The report goes on to discuss in great detail the actions of the federal government in committing cultural genocide: seizure of land; forcibly removing people from one area and resettling them elsewhere; banning the use of traditional languages; persecuting spiritual leaders and banning spiritual practices; confiscating and destroying objects of spiritual value.
"In its dealing with Aboriginal people, Canada did all of these things," the report stated.
Of course, making a determination of genocide was not within the mandate of the TRC. However, given the scope of the work — the most intensive, detailed examination of the impact of the residential school system — it is hardly surprising that Sinclair and his fellow commissioners came to this finding. In other words, after careful reading of the results of the TRC’s five-year odyssey, it is really impossible not to reach the same conclusion.
Sinclair, and others, certainly telegraphed their intentions in the days leading up to the report’s official release. For nearly two years, Sinclair has been using the term genocide in media interviews to describe the residential school system. As well, Supreme Court of Canada Chief Justice Beverley McLachlin used the term "cultural genocide" to describe residential schools in a speech just last week that created national headlines.
Even with all this careful spadework, the introduction of the term cultural genocide to the context of the residential school experience is bound to create a thorny national debate.
It is expected that many different types of groups, for many different reasons, will try to stop any use of the word genocide form discussion of residential schools. On one end of the spectrum, you will have Canadians who simply cannot accept that their country should be mentioned in the same breath as Germany, Rwanda or Cambodia. Even use of the qualifying word "cultural" will not provide any comfort in this regard.
On the other end of the debate there are Canadians with deep connections to the worst cases of physical genocide who believe it is a word that should be reserved solely for instances of mass killings and other violent atrocities.

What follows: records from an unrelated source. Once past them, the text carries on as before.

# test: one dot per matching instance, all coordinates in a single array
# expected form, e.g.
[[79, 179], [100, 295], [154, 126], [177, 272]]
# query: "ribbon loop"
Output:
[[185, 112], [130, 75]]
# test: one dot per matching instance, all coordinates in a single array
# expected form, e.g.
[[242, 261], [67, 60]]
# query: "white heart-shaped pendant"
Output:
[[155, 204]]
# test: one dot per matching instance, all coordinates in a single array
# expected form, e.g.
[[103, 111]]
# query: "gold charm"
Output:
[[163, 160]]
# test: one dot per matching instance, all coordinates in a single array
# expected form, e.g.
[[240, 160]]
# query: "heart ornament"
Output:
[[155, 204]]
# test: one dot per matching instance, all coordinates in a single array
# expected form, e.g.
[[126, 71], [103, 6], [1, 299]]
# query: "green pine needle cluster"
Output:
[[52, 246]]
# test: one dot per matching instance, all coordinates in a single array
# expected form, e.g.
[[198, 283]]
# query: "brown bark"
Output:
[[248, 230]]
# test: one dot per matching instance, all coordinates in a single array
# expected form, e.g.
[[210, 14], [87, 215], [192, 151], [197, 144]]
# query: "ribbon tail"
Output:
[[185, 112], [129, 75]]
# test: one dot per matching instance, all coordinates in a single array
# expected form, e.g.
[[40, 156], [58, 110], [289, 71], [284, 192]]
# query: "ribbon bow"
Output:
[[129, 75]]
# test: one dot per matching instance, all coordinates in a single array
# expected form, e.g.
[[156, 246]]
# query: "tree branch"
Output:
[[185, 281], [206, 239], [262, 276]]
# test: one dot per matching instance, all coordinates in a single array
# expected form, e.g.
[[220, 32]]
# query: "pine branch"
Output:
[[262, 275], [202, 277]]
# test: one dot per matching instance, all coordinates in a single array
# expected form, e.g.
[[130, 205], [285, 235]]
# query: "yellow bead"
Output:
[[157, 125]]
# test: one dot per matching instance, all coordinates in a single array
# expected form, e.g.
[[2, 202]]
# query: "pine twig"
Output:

What all Canadians need to understand is that Lemkin clearly anticipated all of these complications when he defined the various components of genocide. It was his opinion that there are various approaches to the extermination of an entire people, some more subtle than others, but all of them dedicated to the same vile goal.
The TRC’s use of the term cultural genocide should spark a national debate. And, one would hope, a national day of reckoning.
You can’t remedy a mistake unless you fully admit what it is you did. For the sake of all our citizens, Canada needs to fully admit what it did.